In other words, when you want to hear a conventional mix as it was intended, you should use speakers.

What changes when you listen over headphones? A couple of things:
• Low frequencies
One difference between listening to a mix through speakers or headphones is the behaviour of the low frequencies; most headphones have a poor or unrealistic low frequency response. And with low frequencies physics kick in; in a cinema you will not only hear the low frequencies from an explosion, you will also feel them thanks to the subwoofers present in the venue.
At home this doesn’t happen because home subs do not have enough power to create this physical experience.

Channel separation
The biggest difference between speakers and headphones is however the channel separation. When listening to speakers, sounds from the left speaker will also arrive in the right ear, and this is influenced by the position of the listener head. (if the listener turns his head, the stereo image will shift) This means that even if a sound is played back by the left speaker only, our right ear will still hear this left speaker sound.
If the same mix is played over headphones then there is almost 100% channel separation: the same sound panned fully left will now be inaudible for the right ear. In other words, the stereo image becomes more extreme on headphones. Listening to a mix with a sound panned to the extreme left played over speakers works fine, the same mix over headphones sounds awkward and annoying, because our brain instinctively feels that it is unnatural to experience a sound in one ear, and not in the other ear.
(in music mixing it is common knowledge that you can pan an instrument fully to one side, as long as there is an instrument with a similar part playing on the right to avoid this effect)

Room interaction
Another difference is that speakers interact with the room. A sound played by the left speaker only will reflect against the walls, ceiling and floor, and this will diffuse the sound and it’s originating point slightly, and make it become ‘part of the room’. In a way some reverb is added which will reach both ears. On headphones this does not happen, the sound reaches both ears very direct and independent, and no ‘room acoustics’ are added.

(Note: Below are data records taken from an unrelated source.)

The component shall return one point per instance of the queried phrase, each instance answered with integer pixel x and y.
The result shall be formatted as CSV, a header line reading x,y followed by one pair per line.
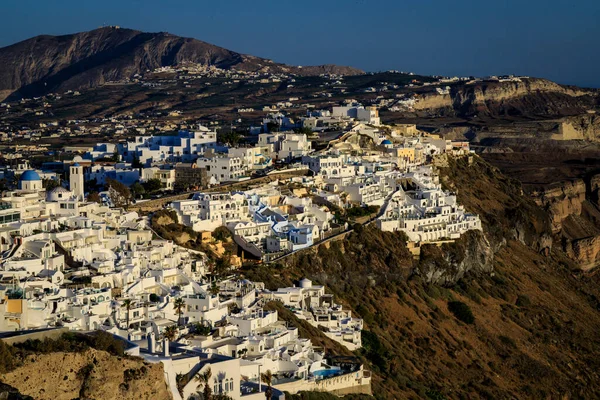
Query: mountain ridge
x,y
47,63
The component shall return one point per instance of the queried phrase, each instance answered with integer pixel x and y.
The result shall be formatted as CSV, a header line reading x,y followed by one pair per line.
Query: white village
x,y
73,261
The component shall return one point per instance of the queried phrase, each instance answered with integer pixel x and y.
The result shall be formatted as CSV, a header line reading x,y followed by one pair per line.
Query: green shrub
x,y
461,311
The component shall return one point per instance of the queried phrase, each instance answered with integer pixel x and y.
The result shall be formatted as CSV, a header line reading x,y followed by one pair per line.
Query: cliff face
x,y
580,127
91,374
535,315
573,208
56,63
562,200
447,264
528,97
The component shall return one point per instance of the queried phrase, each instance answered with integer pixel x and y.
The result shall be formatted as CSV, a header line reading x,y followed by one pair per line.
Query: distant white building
x,y
285,146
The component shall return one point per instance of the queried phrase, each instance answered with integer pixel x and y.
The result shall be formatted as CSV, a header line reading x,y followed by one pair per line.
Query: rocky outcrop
x,y
580,127
561,200
586,251
447,264
57,63
528,97
91,374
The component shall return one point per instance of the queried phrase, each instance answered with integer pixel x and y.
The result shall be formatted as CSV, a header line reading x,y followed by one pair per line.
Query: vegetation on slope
x,y
526,330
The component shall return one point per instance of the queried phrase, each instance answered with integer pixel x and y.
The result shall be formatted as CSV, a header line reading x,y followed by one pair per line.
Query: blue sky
x,y
555,39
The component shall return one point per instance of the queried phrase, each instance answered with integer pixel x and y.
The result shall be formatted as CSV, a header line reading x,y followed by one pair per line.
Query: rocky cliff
x,y
447,264
530,97
579,127
573,209
525,329
562,200
56,63
91,374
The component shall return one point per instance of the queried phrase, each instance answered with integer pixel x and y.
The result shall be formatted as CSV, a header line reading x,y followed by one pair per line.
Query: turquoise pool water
x,y
324,373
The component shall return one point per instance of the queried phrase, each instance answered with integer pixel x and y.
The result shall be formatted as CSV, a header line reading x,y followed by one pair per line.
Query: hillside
x,y
46,64
519,324
530,97
78,366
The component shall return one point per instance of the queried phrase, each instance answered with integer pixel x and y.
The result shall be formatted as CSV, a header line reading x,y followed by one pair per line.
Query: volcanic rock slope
x,y
55,63
536,314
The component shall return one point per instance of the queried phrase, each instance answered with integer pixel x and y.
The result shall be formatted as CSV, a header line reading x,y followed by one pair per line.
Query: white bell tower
x,y
76,181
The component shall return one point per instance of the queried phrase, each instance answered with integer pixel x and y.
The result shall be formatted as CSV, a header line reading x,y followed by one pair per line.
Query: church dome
x,y
59,193
30,175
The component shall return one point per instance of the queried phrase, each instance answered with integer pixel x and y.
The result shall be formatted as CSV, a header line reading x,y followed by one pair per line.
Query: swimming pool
x,y
325,373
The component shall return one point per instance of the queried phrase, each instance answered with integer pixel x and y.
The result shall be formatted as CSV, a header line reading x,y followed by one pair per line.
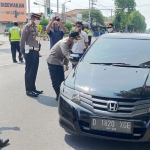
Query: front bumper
x,y
76,120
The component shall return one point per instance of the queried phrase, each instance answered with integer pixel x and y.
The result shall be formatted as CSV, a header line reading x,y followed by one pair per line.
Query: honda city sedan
x,y
107,94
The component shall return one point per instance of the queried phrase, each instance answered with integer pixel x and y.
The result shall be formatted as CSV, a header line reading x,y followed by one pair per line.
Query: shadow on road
x,y
86,143
9,128
47,100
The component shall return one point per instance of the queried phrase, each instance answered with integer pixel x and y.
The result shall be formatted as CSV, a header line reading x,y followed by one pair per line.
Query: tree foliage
x,y
96,16
125,4
44,23
139,21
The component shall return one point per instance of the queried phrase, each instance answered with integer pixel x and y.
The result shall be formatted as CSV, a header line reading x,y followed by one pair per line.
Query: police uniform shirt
x,y
59,54
29,37
15,34
79,46
55,36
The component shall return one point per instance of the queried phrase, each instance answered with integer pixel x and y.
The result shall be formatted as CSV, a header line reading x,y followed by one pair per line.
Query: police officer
x,y
14,38
110,28
59,56
30,48
90,34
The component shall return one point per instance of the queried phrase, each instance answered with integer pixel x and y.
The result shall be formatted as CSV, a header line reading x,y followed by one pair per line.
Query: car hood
x,y
111,81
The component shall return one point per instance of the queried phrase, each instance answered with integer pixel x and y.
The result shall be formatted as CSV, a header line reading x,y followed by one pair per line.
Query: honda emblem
x,y
112,106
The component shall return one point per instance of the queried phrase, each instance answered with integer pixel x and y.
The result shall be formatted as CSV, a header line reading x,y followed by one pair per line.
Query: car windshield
x,y
120,52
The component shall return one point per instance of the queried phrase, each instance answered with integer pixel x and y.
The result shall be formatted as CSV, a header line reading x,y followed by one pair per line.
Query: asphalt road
x,y
32,123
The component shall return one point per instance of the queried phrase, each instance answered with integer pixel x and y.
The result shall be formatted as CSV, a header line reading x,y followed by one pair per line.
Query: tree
x,y
125,4
126,14
96,16
68,25
125,7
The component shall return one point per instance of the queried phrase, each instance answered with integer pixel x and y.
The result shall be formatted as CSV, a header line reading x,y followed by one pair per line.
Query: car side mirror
x,y
74,58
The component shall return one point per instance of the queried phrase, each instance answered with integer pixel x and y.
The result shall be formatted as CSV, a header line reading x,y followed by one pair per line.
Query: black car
x,y
107,95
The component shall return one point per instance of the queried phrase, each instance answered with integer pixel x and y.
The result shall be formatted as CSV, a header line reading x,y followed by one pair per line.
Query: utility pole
x,y
111,13
92,4
28,10
89,14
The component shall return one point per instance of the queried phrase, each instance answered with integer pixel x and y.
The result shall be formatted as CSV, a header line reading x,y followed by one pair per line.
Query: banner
x,y
12,11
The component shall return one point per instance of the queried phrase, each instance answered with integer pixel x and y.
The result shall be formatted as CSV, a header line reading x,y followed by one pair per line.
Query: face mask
x,y
36,22
110,30
56,28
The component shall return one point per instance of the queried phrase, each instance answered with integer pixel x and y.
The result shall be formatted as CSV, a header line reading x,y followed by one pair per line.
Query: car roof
x,y
127,36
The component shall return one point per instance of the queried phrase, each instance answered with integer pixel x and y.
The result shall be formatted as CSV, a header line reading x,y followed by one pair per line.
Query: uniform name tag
x,y
27,49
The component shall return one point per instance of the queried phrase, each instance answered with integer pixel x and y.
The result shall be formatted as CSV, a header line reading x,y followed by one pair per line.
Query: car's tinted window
x,y
128,51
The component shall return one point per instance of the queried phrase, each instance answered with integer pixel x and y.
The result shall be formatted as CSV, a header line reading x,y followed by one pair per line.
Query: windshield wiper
x,y
108,63
127,65
120,65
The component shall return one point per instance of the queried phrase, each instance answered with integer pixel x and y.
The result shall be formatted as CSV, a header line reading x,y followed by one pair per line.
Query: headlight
x,y
71,94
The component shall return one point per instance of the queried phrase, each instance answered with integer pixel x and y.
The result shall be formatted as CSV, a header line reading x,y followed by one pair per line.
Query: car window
x,y
128,51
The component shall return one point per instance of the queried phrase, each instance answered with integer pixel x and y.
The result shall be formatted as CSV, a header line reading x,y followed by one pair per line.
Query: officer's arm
x,y
66,51
25,33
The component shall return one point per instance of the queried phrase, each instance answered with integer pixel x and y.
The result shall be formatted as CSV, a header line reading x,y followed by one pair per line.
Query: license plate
x,y
111,125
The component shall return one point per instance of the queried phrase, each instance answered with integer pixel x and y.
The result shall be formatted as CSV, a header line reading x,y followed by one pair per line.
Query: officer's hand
x,y
53,19
67,68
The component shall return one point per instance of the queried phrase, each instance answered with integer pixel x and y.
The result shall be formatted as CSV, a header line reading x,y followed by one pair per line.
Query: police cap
x,y
110,25
37,16
75,34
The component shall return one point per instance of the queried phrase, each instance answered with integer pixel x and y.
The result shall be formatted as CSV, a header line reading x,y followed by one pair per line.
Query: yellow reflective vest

The fourth difference is that speakers are placed in front of the listener, so that the sound seem to come from a certain distance, while on headphones everything seems too close, and too much located on the left and right sides. 

How does 3D position work?

3D audio processing is based on two sets of 3D xyz coordinates. x for left to right, y for height and z for front to back.
One set of xyz coordinates represents the position of the sound source in a 3D space. The second set represents the position of the listener.
These two sets of coordinates are related to their position within the room. In our software we can specify and modify the size of the room in all directions and position the listener and source anywhere in the room.

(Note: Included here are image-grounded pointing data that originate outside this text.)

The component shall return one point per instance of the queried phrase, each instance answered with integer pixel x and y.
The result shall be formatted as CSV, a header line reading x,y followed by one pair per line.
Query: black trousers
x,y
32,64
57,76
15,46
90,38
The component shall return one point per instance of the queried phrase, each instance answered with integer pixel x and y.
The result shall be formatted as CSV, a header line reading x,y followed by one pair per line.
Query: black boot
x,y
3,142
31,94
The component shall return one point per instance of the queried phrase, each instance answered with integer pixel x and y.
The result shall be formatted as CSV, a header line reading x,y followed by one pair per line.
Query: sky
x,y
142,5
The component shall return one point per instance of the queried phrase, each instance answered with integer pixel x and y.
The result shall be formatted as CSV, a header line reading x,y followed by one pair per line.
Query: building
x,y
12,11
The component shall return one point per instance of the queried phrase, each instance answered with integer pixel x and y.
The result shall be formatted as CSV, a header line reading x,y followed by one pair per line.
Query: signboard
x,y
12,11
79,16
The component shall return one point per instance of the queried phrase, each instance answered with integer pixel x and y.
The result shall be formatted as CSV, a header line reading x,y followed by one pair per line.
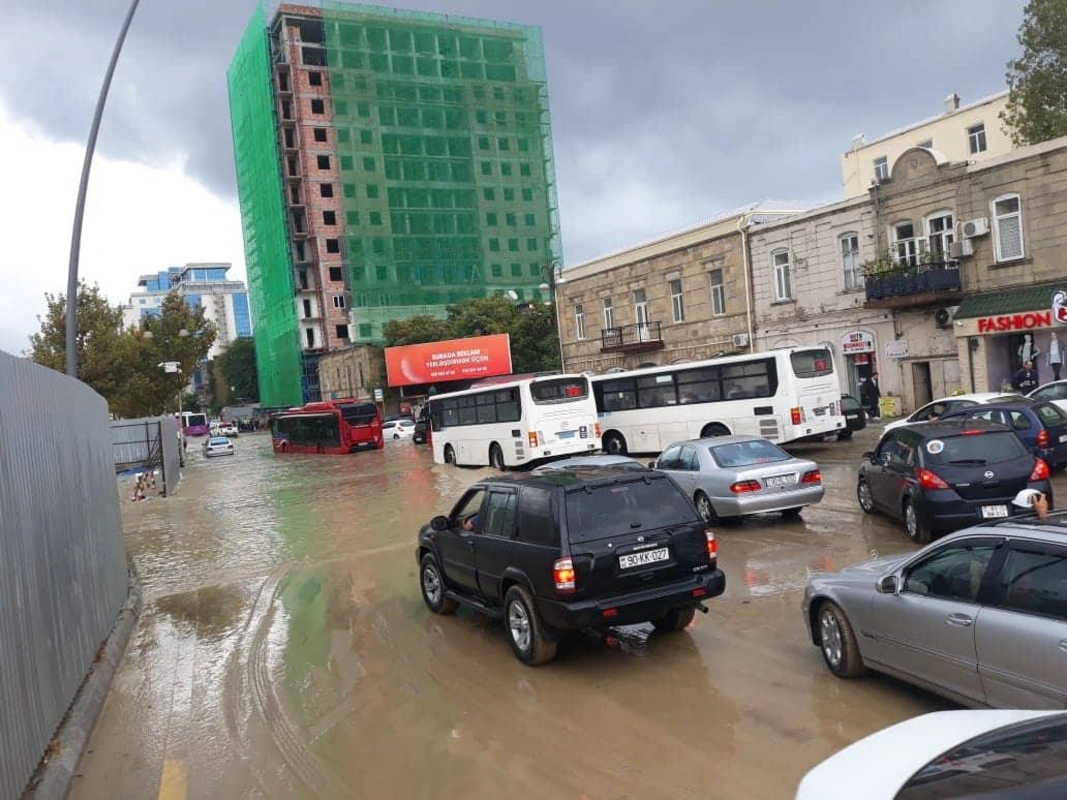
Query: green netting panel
x,y
444,143
263,218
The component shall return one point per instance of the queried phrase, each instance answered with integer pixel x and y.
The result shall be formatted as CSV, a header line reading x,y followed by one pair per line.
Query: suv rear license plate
x,y
639,559
781,480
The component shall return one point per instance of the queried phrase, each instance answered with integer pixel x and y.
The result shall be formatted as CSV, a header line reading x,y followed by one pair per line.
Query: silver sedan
x,y
729,477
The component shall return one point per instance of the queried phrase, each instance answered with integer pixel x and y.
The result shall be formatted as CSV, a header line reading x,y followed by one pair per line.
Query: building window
x,y
1007,227
940,234
976,138
783,277
608,314
677,303
718,293
850,260
579,321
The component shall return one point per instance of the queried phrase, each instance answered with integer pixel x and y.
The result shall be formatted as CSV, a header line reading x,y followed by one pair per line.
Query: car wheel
x,y
525,630
864,496
433,587
917,531
838,643
677,619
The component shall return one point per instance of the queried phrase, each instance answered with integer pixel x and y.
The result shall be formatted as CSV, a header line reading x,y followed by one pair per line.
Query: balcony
x,y
924,284
637,338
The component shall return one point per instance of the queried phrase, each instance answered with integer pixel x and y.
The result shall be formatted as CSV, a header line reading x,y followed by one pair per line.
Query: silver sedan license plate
x,y
640,559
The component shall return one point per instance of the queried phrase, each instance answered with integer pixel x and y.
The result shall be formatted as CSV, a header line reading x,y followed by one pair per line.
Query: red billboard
x,y
455,360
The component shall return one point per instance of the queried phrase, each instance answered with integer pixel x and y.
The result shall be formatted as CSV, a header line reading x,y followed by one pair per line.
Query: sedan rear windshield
x,y
616,509
748,453
992,447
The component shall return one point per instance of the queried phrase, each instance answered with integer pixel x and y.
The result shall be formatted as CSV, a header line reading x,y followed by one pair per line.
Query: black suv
x,y
571,549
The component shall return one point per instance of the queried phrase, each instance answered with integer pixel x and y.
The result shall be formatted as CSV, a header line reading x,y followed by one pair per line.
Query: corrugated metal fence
x,y
62,558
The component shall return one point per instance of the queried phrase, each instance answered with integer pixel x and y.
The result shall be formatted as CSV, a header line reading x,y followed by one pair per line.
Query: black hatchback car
x,y
563,550
941,476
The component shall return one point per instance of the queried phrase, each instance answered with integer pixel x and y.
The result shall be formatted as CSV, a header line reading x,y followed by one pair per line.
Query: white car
x,y
398,429
950,754
946,404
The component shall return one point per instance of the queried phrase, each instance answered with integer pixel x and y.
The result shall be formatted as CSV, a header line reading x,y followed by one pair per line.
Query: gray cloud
x,y
664,113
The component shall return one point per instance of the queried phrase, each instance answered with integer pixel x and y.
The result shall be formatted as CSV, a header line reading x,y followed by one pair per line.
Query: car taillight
x,y
562,575
929,480
1040,470
742,486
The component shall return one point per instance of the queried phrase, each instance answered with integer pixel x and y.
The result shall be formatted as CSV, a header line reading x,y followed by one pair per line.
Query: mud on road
x,y
284,651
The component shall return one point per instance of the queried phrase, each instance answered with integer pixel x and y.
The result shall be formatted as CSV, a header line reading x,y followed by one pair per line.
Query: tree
x,y
1037,80
238,366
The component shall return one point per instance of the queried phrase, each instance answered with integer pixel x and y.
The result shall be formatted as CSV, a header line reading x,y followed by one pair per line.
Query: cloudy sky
x,y
665,113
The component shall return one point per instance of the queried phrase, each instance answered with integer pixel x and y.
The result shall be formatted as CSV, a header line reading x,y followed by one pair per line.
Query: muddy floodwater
x,y
284,651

Different software uses different coordinate systems, but let’s say that we call the centre of the room at floor level 0,0,0. (x, y, z)
You might place the listener in the centre, with his ears at 160 cm height. So the listener would have coordinates 0,160, 0.
Now you can position the sound source two meters in front, two meters to the left, at a height of one meter in relation to the listener.
That would be in xyz coordinates in cm: -200 (to the left), 100 (height) , 200 (in front).
Based on these two sets of coordinates and the size of the room our software will calculate the differences between the left and right ear for the sound source. If you use more than one 3D engine in a production (because you have for instance two helicopters flying) you can give each source a unique set of coordinates, but for each 3D engine you would have to put the listener in the same position, and all 3D engines would use the same room size. 

Converting stereo to 3D

Before looking at converting a surround mix, let’s first take a stereo example. We have a dog barking panned half to the left. In other words, the left speaker plays the bark approx. twice as loud as the right speaker. If we would start the 3D production from scratch we would use a mono (see blog #2) dog bark recording , get one 3D engine, and position the sound source somewhat to the left and a couple of meters in front of the listener, who is positioned in the centre.
That’s simple and will work and sound great! The 3D engine would calculate not only the volume differences between the left and right ear, but also phase/delay, frequency differences and early reflections. With a mono input you would get a stereo output with all spatial information added to the dog bark.

If we do not want to start from scratch but use the existing stereo mix, we’d have to do something different:
We would need two 3D engines, position one source where the left speaker is, and the second source of the second engine would be positioned where the right speaker would be. For both engines we would place the listener in the sweet spot.

Since we’re starting with a stereo mix of the dog bark we will feed the two 3D engines each with a slightly different dog bark. The left channel of the stereo mix will be routed to the 3D engine that simulates the left speaker, while the right channel of the stereo mix will be routed to the 3D engine that simulates the right speaker.
The left and right channel of the stereo dog bark recording will surely be different in volume (left louder than right), but might also have differences in phase and frequency content.

The left 3D engine would play the loud left channel dog bark, and the softer, slightly different right dog bark would be played in the right 3D engine. Both engines would mimic frequency, phase etc. of those two positions to position each bark correctly in 3D space and each 3D engine would output the bark in stereo with all spatial information added. One bark positioned where the left speaker sits, and one where right speaker sits.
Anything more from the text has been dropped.